Data management and analysis

Data was cleaned and entered into CSPro V 5.0 and exported to STATA V 13.1 for statistical analysis. Descriptive statistics, including frequency and percentages, were computed to identify outliers and missing values. Data were nested in three levels: clients (first level) were clustered by provider (second level), and providers were clustered by facility (third level); this nesting structure creates dependency of data. The analysis examined three outcome variables: provider performance scores on ANC, uncomplicated labor and delivery care, and immediate PNC, calculated as the percentage of essential tasks in each service area completed by providers. For this study, health providers’ performance is defined as the extent to which actual work practices reflect the skills and knowledge taught in training using standardized operating procedures [14].

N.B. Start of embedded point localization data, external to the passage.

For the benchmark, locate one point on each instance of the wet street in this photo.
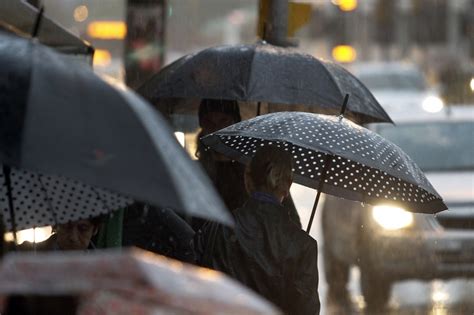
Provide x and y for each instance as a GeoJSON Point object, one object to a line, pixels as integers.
{"type": "Point", "coordinates": [407, 298]}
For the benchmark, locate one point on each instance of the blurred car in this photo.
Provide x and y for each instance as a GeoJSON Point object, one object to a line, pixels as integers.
{"type": "Point", "coordinates": [399, 87]}
{"type": "Point", "coordinates": [391, 244]}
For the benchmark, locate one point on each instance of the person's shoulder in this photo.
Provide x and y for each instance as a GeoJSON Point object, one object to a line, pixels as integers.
{"type": "Point", "coordinates": [46, 245]}
{"type": "Point", "coordinates": [303, 238]}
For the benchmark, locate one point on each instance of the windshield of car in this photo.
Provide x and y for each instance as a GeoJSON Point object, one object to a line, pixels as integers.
{"type": "Point", "coordinates": [393, 81]}
{"type": "Point", "coordinates": [435, 146]}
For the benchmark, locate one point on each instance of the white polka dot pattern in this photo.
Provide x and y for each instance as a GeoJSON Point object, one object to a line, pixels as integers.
{"type": "Point", "coordinates": [363, 165]}
{"type": "Point", "coordinates": [41, 200]}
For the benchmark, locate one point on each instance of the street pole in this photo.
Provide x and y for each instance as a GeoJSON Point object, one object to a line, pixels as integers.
{"type": "Point", "coordinates": [277, 28]}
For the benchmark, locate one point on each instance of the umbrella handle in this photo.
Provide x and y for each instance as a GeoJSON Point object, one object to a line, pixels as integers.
{"type": "Point", "coordinates": [8, 184]}
{"type": "Point", "coordinates": [327, 162]}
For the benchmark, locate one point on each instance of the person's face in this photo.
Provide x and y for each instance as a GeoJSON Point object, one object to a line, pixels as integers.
{"type": "Point", "coordinates": [214, 121]}
{"type": "Point", "coordinates": [75, 235]}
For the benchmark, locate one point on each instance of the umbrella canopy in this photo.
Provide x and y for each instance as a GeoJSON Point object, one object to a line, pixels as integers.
{"type": "Point", "coordinates": [263, 73]}
{"type": "Point", "coordinates": [126, 280]}
{"type": "Point", "coordinates": [57, 118]}
{"type": "Point", "coordinates": [353, 162]}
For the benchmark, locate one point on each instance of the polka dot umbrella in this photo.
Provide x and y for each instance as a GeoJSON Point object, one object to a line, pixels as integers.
{"type": "Point", "coordinates": [70, 144]}
{"type": "Point", "coordinates": [334, 156]}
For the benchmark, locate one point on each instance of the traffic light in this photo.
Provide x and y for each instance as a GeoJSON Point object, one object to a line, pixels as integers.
{"type": "Point", "coordinates": [299, 14]}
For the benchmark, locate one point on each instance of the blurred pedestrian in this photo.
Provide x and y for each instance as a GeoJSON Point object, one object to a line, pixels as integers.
{"type": "Point", "coordinates": [266, 250]}
{"type": "Point", "coordinates": [159, 230]}
{"type": "Point", "coordinates": [76, 235]}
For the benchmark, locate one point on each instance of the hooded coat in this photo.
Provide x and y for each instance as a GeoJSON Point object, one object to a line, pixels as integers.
{"type": "Point", "coordinates": [267, 252]}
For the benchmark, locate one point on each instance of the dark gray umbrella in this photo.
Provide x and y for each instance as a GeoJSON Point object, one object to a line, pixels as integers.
{"type": "Point", "coordinates": [59, 119]}
{"type": "Point", "coordinates": [263, 73]}
{"type": "Point", "coordinates": [335, 156]}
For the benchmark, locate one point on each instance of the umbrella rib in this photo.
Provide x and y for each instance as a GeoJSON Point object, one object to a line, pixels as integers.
{"type": "Point", "coordinates": [332, 79]}
{"type": "Point", "coordinates": [48, 200]}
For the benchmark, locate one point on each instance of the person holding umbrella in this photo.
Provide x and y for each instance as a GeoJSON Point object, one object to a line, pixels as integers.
{"type": "Point", "coordinates": [266, 250]}
{"type": "Point", "coordinates": [76, 235]}
{"type": "Point", "coordinates": [226, 174]}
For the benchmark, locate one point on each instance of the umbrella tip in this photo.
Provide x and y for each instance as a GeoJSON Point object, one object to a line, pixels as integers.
{"type": "Point", "coordinates": [344, 105]}
{"type": "Point", "coordinates": [39, 17]}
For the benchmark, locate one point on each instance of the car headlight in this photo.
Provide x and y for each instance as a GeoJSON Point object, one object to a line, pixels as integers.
{"type": "Point", "coordinates": [433, 104]}
{"type": "Point", "coordinates": [392, 218]}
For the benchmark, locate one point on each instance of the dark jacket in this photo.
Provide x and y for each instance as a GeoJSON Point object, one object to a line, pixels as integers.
{"type": "Point", "coordinates": [267, 252]}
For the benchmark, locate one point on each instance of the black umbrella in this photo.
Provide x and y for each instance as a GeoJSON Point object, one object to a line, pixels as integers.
{"type": "Point", "coordinates": [334, 156]}
{"type": "Point", "coordinates": [262, 73]}
{"type": "Point", "coordinates": [58, 119]}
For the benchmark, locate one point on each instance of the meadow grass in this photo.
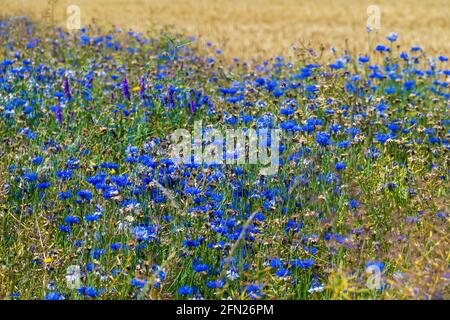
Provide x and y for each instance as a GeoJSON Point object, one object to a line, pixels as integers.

Multilevel analysis was used to calculate adjusted mean percentage performance scores and standard errors to compare intervention and comparison groups. The multilevel model is appropriate to generate adjusted standard errors of the estimates and test statistics or p-values for clustered data, instead of conventional linear models that overestimate test statistics and lead to misleading inferences [15, 16]. Mean performance scores ranged from 0 to 1. The mean percentage performance score was calculated by dividing mean performance scores by the maximum mean score and multiplying by 100.

Interclass correlation coefficients (ICC) were computed to assess variations explained by facility and health provider clustering effects on three outcome variables: health provider performance on ANC, uncomplicated labor and delivery care, and immediate PNC. ICC ranges from 0 to 1 and is used to estimate the degree of providers’ performance similarity within and among clusters, where an ICC value close to 1 indicates similarities between individual’s performance within clusters and an ICC value close to 0 shows independence of individual’s performance within clusters and/or an indication to use single level analysis [17]. ICC values suggest the use of multilevel analysis even if they are close to 0.05 [18].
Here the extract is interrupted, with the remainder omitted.